What I am writing about is bigotry as an ideology. The obvious form is racism characterized by hostility, a belief in inferiority and an assumption that one race is superior to another. Today that is considered a human rights violation. Another form is sexism, characterized by judgments based upon gender rather than upon individualism and an assumption that one sex is superior to another. Other forms include fascism, nationalism, ageism, classism and pretty much any where narrow mindedness and stereotypes overcome logical thinking.

It is the will of 52% of a voting public over 48% that
changed the stance of California’s Attorney General Jerry Brown. He has filed suit to overturn the Proposition, writing that the courts have already said that the right to marry is protected as an “inalienable right.” Brown writes further that a “tyranny of the majority” would be established if a ballot initiative could to take away an inalienable right. This is something that the Constitution was designed to prevent.

sponsors of Proposition 8 are championed by Kenneth Starr, dean of Pepperdine University's law school and the former independent counsel who investigated President Bill Clinton. He argues that by upholding the initiative and invalidating 18,000 same-sex weddings performed before the election, the court would preserve the people's lawmaking powers. "Proposition 8's brevity is matched by its clarity,” Starr wrote. “There are no conditional clauses, exceptions, exemptions or exclusions." He would know since he was one of its authors.

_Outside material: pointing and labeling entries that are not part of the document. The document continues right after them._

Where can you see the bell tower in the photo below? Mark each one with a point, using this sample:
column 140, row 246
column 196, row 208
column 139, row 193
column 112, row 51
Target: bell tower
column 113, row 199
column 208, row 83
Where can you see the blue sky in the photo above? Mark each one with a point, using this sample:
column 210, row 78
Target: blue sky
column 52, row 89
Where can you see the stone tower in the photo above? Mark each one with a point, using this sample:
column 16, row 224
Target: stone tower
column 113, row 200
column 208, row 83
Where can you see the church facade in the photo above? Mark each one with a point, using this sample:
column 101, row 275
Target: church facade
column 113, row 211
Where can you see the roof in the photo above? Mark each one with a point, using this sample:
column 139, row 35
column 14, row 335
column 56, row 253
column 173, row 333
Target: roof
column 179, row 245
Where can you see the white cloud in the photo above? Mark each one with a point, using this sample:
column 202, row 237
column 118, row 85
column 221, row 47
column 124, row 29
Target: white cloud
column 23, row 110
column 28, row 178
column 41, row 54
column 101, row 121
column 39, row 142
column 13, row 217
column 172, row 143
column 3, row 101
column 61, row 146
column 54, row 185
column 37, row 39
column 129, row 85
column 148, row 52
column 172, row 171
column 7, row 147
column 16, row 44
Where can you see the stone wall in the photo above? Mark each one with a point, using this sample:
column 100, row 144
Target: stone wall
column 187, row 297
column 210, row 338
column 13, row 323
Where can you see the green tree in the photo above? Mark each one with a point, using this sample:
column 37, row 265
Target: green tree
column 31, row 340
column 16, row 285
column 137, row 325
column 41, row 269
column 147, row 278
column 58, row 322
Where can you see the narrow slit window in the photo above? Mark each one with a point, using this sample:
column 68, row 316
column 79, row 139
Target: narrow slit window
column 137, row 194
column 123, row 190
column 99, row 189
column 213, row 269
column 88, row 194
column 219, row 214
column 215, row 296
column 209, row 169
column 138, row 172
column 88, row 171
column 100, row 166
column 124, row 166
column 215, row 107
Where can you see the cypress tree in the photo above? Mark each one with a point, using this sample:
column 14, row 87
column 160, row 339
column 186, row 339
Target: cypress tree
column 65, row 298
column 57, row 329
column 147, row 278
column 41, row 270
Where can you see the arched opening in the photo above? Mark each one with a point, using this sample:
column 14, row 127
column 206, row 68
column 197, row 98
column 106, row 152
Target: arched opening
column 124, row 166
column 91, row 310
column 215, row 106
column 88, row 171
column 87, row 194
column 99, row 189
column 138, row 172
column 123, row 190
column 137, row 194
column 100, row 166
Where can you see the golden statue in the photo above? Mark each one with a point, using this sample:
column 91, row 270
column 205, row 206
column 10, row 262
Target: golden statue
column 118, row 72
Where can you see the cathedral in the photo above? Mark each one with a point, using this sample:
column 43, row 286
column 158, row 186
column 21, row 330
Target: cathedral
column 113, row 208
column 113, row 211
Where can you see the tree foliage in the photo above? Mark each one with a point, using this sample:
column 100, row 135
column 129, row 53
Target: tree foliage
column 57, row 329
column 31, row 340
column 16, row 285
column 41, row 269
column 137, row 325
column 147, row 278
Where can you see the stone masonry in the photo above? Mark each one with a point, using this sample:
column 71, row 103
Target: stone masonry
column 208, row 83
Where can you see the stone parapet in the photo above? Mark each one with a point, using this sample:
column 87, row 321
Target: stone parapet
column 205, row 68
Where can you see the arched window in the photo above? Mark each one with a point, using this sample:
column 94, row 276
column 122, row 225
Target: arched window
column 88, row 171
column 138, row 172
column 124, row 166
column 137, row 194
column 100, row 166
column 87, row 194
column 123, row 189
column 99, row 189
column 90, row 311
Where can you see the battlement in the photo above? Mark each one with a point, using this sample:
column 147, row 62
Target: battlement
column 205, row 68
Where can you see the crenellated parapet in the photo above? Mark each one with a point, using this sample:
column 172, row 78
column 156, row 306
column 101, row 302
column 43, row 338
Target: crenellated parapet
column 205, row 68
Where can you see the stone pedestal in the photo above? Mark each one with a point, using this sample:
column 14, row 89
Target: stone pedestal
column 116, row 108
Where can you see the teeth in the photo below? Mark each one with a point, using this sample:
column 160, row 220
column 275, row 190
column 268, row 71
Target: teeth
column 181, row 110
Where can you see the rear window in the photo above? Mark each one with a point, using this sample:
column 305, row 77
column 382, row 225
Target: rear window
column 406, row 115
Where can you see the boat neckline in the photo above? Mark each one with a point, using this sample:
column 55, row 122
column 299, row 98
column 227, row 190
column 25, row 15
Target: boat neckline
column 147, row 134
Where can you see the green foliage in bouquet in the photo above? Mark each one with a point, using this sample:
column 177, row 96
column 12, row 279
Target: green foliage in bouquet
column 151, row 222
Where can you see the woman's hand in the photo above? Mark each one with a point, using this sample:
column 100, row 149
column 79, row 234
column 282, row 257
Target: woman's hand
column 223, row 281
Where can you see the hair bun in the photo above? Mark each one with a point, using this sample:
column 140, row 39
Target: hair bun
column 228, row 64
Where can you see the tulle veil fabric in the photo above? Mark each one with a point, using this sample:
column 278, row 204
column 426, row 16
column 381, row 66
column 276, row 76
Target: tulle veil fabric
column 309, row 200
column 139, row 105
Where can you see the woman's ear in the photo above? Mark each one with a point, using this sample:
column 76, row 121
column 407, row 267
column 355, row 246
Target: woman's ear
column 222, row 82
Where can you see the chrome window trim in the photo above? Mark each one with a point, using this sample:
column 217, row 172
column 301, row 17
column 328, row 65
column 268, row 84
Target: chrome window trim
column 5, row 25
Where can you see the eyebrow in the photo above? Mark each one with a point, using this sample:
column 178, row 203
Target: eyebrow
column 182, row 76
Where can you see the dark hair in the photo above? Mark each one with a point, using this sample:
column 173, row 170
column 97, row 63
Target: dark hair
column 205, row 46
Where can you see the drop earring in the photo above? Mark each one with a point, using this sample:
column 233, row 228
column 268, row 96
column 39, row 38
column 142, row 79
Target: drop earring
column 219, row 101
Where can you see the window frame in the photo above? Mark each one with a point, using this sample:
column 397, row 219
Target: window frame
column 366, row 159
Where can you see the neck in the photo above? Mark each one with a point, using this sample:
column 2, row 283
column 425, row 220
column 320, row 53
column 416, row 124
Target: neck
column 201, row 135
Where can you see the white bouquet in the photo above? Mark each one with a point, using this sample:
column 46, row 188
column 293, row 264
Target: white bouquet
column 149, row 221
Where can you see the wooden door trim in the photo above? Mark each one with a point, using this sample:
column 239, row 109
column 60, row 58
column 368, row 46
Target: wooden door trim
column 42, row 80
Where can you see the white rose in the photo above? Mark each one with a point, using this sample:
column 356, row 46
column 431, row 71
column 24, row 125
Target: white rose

Although I am not a lawyer, it occurs to me that there is also the pesky matter of ex post facto law, also known as retroactive law and prohibited by the Constitution. The American Heritage® New Dictionary of Cultural Literacy, Third Edition, says, “A law that makes illegal an act that was legal when committed . . . “In the case of Proposition 8, same-sex marriages may no longer be performed, at least for now. However, to invalidate marriages performed while they were legal makes the Proposition an ex post facto law.

The new bigotry has plenty of articulate spokespeople to espouse its specious cause. I would be interested to know what they think about repealing laws that prohibited marriages between blacks and whites. But that is the old bigotry.